Ma c’è un presupposto vitale per tutte, irrinunciabile: la pace. E la pace vuol dire scelta di collocazione internazionale e capacità di affrontare il vincolo esterno. Questo è quello che formerà la religione civile di De Gasperi nel porsi il problema della ricostruzione del Paese. Paronetto quasi impone al leader trentino di porsi un’unica pregiudiziale per la propria azione, la “pregiudiziale ricostruttiva”. La morte precoce, giovanissimo (34 anni), lo coglie alla fine del processo di trasferimento a De Gasperi e a Montini della sua opera di pensiero: sul suo letto di morte giacciono le bozze dei due scritti che sintetizzano le passioni della sua vita: quelle, liberate, del Codice di Camaldoli (vero titolo: Principi dell’ordinamento sociale) e quelle dello statuto riformato dell’IRI per la nuova Italia democratica. Per la quale Paronetto inventa il disegno della nuova economia pubblica.
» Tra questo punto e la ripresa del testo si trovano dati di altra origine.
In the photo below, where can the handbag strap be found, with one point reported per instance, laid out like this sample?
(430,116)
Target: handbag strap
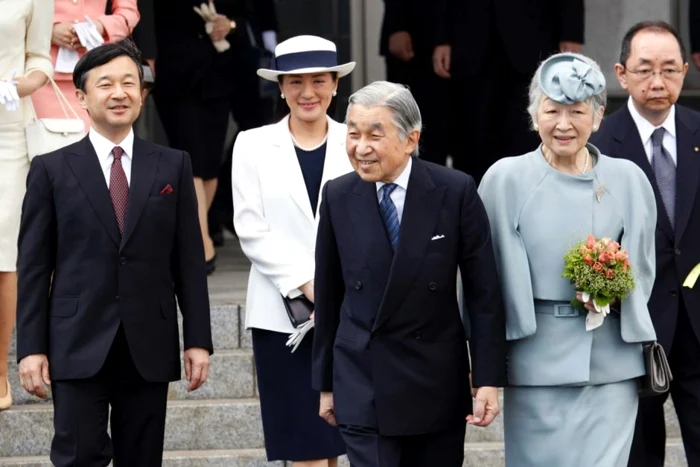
(62,100)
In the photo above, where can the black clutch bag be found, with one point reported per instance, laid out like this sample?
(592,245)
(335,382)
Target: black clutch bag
(299,309)
(658,378)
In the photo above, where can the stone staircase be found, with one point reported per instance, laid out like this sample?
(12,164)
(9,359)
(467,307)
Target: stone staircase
(219,425)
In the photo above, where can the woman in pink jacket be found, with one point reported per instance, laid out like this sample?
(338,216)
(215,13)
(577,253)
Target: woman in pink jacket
(112,27)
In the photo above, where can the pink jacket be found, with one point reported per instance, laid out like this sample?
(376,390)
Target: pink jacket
(118,25)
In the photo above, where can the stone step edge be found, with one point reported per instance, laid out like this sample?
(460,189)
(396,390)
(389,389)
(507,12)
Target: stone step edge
(171,403)
(259,452)
(240,351)
(214,453)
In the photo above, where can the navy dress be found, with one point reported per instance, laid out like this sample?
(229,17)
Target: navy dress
(293,429)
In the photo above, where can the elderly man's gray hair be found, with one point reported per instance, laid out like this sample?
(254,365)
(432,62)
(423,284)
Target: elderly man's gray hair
(397,98)
(596,101)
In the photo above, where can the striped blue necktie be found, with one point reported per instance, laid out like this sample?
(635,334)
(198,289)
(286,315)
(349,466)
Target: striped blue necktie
(664,172)
(389,214)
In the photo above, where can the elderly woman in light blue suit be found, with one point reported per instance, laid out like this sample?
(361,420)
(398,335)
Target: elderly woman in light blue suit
(572,399)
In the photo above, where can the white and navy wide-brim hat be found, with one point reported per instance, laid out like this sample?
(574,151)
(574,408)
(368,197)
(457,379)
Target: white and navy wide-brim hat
(305,54)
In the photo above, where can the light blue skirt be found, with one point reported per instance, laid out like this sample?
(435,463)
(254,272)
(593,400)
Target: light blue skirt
(586,426)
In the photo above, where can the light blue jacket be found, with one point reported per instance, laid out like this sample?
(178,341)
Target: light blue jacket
(536,214)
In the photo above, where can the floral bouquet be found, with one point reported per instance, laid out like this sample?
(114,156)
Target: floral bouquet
(601,271)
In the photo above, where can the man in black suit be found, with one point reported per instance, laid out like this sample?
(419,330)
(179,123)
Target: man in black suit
(108,238)
(390,350)
(663,138)
(490,49)
(406,43)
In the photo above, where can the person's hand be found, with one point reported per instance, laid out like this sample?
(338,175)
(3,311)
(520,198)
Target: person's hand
(441,60)
(221,27)
(568,46)
(64,35)
(401,45)
(308,290)
(196,367)
(34,374)
(589,304)
(696,60)
(99,26)
(485,407)
(326,408)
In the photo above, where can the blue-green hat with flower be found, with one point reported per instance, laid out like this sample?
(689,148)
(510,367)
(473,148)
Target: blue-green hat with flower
(566,79)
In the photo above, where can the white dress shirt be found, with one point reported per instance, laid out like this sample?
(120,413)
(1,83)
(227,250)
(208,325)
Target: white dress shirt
(398,196)
(103,149)
(645,129)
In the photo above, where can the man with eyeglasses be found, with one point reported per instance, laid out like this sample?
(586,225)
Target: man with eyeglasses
(663,138)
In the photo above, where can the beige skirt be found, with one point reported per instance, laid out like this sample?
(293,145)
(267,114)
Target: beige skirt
(14,166)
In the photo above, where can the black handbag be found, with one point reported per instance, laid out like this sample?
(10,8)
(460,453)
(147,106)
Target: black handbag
(299,309)
(658,378)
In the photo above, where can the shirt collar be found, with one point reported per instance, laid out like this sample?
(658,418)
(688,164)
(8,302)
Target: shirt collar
(646,128)
(401,180)
(103,146)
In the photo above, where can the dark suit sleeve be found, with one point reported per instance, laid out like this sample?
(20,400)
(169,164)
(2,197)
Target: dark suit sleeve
(145,32)
(482,293)
(36,262)
(439,11)
(694,25)
(265,12)
(189,270)
(394,16)
(573,20)
(328,291)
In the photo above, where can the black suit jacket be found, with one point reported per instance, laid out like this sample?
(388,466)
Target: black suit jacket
(530,30)
(78,279)
(389,340)
(677,250)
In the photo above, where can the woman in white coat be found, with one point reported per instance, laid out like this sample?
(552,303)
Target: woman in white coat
(25,41)
(277,174)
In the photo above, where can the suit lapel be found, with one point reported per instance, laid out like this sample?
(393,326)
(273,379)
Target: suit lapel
(629,146)
(687,172)
(85,165)
(420,214)
(336,158)
(287,160)
(367,222)
(144,164)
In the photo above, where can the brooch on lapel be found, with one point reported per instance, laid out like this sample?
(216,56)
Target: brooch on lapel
(599,193)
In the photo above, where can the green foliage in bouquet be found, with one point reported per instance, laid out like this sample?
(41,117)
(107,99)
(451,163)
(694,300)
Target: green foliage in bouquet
(600,268)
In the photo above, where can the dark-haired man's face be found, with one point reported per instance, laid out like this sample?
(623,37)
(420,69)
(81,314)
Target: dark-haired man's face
(112,94)
(654,72)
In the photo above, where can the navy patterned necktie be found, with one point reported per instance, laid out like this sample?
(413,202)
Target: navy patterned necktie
(119,188)
(389,214)
(664,172)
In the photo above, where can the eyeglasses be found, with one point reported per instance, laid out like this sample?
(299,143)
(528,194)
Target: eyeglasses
(666,73)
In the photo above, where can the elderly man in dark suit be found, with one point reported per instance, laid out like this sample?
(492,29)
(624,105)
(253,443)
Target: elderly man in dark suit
(663,138)
(490,49)
(108,239)
(390,350)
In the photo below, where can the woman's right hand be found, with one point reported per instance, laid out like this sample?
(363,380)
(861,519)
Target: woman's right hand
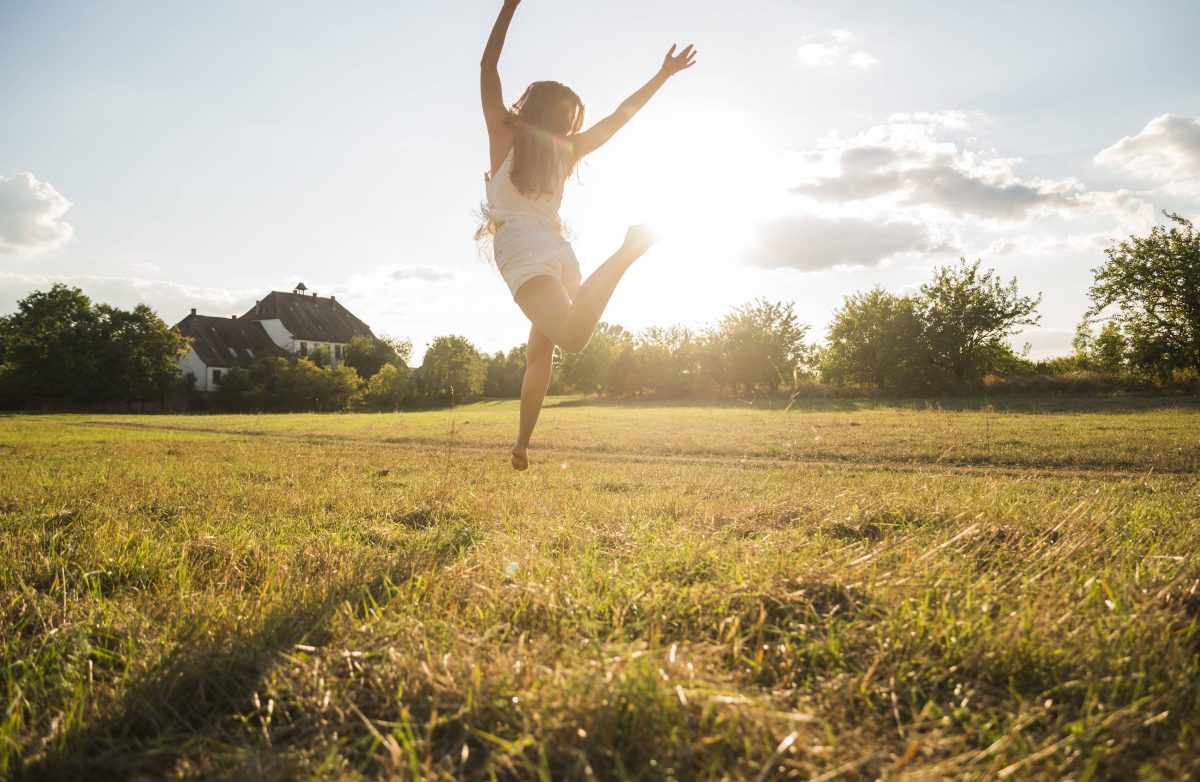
(675,62)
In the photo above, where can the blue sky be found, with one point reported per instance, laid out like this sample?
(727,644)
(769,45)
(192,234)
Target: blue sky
(199,155)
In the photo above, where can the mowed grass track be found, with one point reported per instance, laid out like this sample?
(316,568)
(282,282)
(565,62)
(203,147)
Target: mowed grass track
(844,590)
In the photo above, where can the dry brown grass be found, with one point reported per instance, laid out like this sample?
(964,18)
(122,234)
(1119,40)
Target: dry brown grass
(677,593)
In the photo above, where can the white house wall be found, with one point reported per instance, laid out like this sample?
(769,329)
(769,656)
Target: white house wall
(191,362)
(280,335)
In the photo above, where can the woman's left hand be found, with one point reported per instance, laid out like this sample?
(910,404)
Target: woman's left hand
(682,61)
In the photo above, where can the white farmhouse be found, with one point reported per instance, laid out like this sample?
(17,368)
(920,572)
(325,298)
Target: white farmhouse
(281,324)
I suoi fraterni amici Giorgio La Pira, Ezio Vanoni, Meuccio Ruini svolgeranno in Assemblea Costituente l’azione che porterà agli articoli 11, 41, 47 e 99: articoli “paronettiani” della cosiddetta costituzione economica.

De Gasperi ripeterà più volte a Pietro Scoppola: “Io devo moltissimo, se non tutto, a Sergio Paronetto”. E l’amico nonché concittadino Ezio Vanoni, in un articolo per i dieci anni dalla scomparsa, ripeterà un concetto analogo e lo definirà “amico e maestro”.